Евфросиния всё взвесила, всё продумала: не станет Пимен митрополитом, значит, будет с ней, а и станет — всё равно будет с ней, потому что нить, которая свяжет их, неразрываема. Избавиться от неё, покуда они живы и покуда жив Иван, почти невозможно — ни ей, ни ему. Но если для Пимена эта нить — путы, то для неё — вожжи, которыми она возьмётся управлять им. Правда, Евфросиния не обольщалась мыслью, что самому Пимену это будет непонятно, и не рассчитывала на это, да и не облукавить его она стремилась. Она знала, чем это чревато, и если сама готова была пойти на всё, не щадя даже жизни, то от других хотела единственного — чтоб понимали, на что идут, чтоб шли сознательно, влекомые своим, присным, а не чужим обманом, который всегда можно одолеть новым, более искусным и который, как и подкуп, всегда палка о двух концах. Того же самого она хотела и от Пимена (от него особенно!) и рассчитывала, что он сознательно станет на её сторону. Её посулы должны были только разбередить, подстегнуть, взмутить в нём то самое своё, присное; а у него имелись собственные счёты с Иваном. И крупные счёты! Кто-кто, а уж Пимен претерпел от Ивана немало. Не камень — глыба лежала в его душе! И вот эта глыба, а не её посулы, должна была склонить Пимена на её сторону. Она знала, как сильно в человеке чувство мести, — не то, слепое, яростное, окровавленное чувство, которое накатывается в первые мгновения после нанесённых обид и оскорблений, а то, что незримо тлеет в душе долгие годы, тлеет и не истлевает, — и вот это чувство способно толкнуть человека на что угодно, заставить его презреть любые опасности, даже смерть. Сама она давно презрела ee! А ведь её чувство могло и не быть самым сильным. Она допускала, что сила этого чувства мало зависит от степени причинённого зла. Одно-единственное бранное слово может заронить в душу такую обиду и такое чувство мести, что все силы земные и небесные померкнут перед ним. Всё зависит от того, какая душа, каков человек! Евфросинии казалось — Пимен из таких. На это она и рассчитывала.

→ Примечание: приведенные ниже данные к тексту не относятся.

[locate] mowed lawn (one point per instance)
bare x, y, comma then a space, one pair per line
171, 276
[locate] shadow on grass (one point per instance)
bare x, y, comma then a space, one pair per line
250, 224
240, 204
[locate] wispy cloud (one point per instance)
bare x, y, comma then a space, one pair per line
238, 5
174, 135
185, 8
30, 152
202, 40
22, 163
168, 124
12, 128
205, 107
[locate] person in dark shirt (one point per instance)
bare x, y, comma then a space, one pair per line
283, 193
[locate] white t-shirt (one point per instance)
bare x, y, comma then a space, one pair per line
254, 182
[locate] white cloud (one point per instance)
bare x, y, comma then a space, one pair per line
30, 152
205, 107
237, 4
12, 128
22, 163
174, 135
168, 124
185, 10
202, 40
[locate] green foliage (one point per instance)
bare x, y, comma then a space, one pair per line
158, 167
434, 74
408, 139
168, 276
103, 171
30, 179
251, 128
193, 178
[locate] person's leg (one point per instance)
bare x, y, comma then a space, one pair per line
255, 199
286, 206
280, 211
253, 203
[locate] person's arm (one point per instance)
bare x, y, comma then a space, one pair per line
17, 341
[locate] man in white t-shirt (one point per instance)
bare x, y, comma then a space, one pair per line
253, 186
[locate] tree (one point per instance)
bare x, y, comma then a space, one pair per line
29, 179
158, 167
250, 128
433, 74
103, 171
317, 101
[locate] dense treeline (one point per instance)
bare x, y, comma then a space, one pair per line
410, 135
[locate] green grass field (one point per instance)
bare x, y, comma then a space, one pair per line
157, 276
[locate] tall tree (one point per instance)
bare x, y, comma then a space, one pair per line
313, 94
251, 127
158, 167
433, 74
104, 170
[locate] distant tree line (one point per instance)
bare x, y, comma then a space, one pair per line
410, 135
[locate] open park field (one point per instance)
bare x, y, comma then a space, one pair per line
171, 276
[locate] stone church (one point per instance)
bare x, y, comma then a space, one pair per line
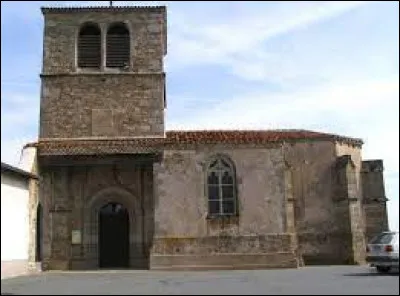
116, 190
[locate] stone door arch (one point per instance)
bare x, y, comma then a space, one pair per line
91, 224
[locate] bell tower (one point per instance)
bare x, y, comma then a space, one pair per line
103, 73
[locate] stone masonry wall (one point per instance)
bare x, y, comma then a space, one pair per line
319, 227
181, 204
96, 105
353, 201
107, 102
70, 202
186, 236
147, 29
374, 199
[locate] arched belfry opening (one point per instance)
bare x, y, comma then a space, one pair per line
113, 236
89, 46
117, 46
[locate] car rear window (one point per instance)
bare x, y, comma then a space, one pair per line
383, 238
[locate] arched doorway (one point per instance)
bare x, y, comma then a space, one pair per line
39, 218
113, 236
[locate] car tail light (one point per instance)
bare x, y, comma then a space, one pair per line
389, 248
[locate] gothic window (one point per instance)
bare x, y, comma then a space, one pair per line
89, 46
221, 185
117, 46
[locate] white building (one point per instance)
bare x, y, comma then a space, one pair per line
15, 219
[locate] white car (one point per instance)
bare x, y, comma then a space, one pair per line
383, 251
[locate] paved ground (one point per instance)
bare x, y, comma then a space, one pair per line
334, 280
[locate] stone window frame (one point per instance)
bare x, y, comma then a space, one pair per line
232, 170
104, 27
81, 27
105, 44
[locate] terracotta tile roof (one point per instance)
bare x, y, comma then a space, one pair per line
99, 9
173, 139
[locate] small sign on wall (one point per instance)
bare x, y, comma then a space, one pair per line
76, 237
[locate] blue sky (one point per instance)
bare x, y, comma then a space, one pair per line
326, 66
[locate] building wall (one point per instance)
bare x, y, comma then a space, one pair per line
322, 225
72, 197
14, 224
147, 27
374, 198
185, 235
351, 206
114, 105
106, 102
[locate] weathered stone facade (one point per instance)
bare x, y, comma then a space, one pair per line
298, 194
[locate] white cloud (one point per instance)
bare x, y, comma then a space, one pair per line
237, 42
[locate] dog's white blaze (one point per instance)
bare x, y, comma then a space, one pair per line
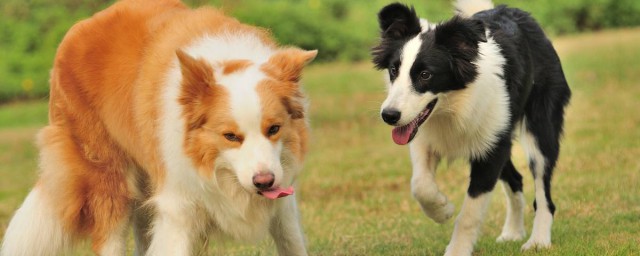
466, 123
467, 8
468, 225
187, 203
513, 228
401, 95
541, 232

Мысль о Пимене была главной. Но вместе с тем Евфросиния уже давно и неотвязно думала ещё об одном человеке, который сейчас томился в ссылке на Белоозере, — о князе Михайле Воротынском. В нём она тоже подозревала такую душу. Должно быть, то же самое подозревал и Иван, ибо уж очень странной была ссылка князя; как будто не за провину наказывал его Иван, а за свой страх перед ним.

Видать, о нём же, о Воротынском, намекал Евфросинии и Щенятев, писавший о доблестном муже, «в изгон пострадавшем, который умом вельми мног и ратному делу искушён превыше всех». Евфросиния поначалу посетовала было на Щенятева, что он написал ей такое о Воротынском, как будто она сама не ведала, что князь Михайло лучший на Москве воевода, но потом поняла: Щенятев хотел обратить её внимание именно на это достоинство Воротынского — на его искушённость в ратных делах, которая — как знать?! — могла очень даже пригодиться. Но для этого — уже сама домысливала Евфросиния — нужно сделать так, чтобы в урочный час воеводу можно было вызволить из застенков Кирилловского монастыря. Дело это, правда, было не простое, но уж если Евфросиния задумывала поднять Новгород, то ничто уже не могло её смутить.